Hospitals are facing yet another round of Covid-19 disruptions as the Delta variant spreads across the U.S. That is a concern for the medical-device industry, but investors don’t expect to miss a beat.

Medical-device stocks have been star performers of late. A broad index has returned 28% over the past year and is up about 45% from its pre-pandemic high. There are obvious sources of concern, though: The spread of the Delta variant has led hospitals to once again postpone elective surgeries across the U.S. The index earlier shed 28% in the winter of 2020 as the pandemic began and hospitals were forced to scramble to meet the needs of Covid-19 patients.

This time around, investors don’t seem worried about a stock-market sequel, even though it seems clear that procedure volume rates have dropped from earlier this summer and the sector is trading at record highs. “The most cited thesis we hear is ‘The upside is worth the wait’,” Will Sevush, healthcare specialist at Jefferies, said in an interview. Betting on surgical procedures to bounce back over the long term is a way to bet on reopening trends without assuming a strong economy, which is a rare combination, he added.

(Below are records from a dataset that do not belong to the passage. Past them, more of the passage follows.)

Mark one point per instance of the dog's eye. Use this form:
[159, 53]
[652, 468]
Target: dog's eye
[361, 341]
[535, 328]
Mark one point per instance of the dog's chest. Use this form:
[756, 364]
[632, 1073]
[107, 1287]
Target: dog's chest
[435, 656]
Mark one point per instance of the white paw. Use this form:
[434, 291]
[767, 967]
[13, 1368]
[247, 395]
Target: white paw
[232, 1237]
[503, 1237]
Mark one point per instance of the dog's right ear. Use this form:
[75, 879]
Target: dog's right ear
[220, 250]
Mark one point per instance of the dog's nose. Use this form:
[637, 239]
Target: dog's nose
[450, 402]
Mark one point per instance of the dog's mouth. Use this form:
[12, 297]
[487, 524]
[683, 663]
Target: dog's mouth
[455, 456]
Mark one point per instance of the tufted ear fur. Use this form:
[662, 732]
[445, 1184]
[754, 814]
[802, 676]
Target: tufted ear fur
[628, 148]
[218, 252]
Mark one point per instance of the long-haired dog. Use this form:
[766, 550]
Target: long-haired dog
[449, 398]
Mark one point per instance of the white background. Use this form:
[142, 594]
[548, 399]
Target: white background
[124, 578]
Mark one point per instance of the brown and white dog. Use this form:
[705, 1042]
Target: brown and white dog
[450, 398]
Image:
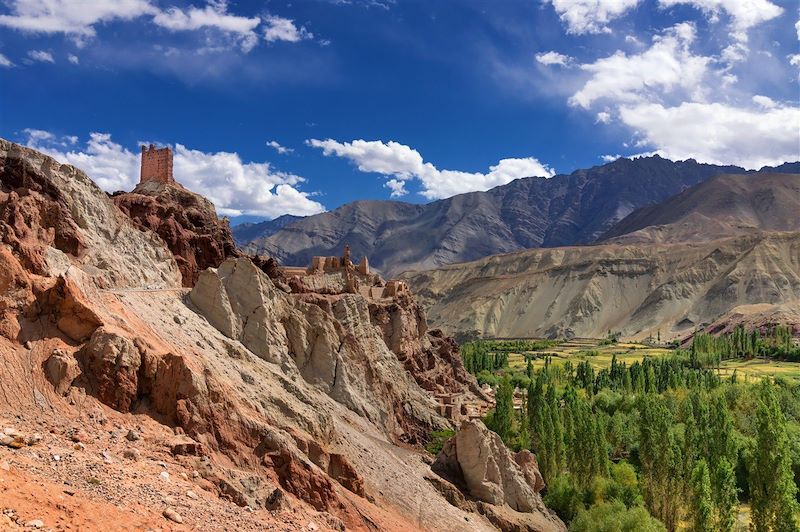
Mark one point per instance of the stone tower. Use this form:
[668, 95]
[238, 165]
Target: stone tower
[156, 165]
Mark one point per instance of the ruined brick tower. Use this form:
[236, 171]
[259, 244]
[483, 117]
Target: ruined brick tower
[156, 165]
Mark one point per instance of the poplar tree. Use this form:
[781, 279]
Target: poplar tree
[701, 509]
[726, 496]
[503, 410]
[773, 493]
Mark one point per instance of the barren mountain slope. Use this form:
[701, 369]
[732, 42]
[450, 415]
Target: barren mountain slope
[635, 289]
[725, 205]
[236, 405]
[526, 213]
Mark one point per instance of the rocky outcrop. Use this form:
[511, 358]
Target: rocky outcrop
[331, 345]
[430, 356]
[477, 461]
[186, 221]
[52, 216]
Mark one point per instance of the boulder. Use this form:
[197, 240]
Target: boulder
[111, 363]
[187, 222]
[477, 459]
[61, 369]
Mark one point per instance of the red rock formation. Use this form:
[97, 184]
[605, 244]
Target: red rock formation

Such sentiment is bound to conjure suspicions of irrational exuberance, but recent earnings support that optimism. Industry bellwether Medtronic said last week that procedure volumes have declined in August as hospitals prepared for Delta, but results were sparkling in the first quarter of its fiscal year 2022, which ended in July. Revenue grew by 19% from a year earlier excluding foreign-currency movements, and Medtronic said that sales in most categories topped or met pre-Covid-19 levels. The company affirmed sales guidance and raised the low end of its earnings outlook for the whole fiscal year, which ends in April.

There is reason to believe that the current round of surgery disruptions won’t last for long. Hospitals are better prepared for surges of Covid-19 patients than they were when the pandemic began, and the pace of vaccinations has lately picked up steam.

Meanwhile, the long-term outlook is as bright as ever, as the population ages in most major markets. Companies seem to be looking past the immediate, uncertain future as well, since deal activity is on the rise. The Wall Street Journal reported this week that Baxter International is in advanced talks to acquire hospital-equipment manufacturer Hill-Rom Holdings for $10 billion. In June, a private-equity group agreed to buy closely held Medline Industries at a $30 billion valuation.

Even if the Covid-19 headlines once again worsen, don’t be surprised if device stocks keep on ticking.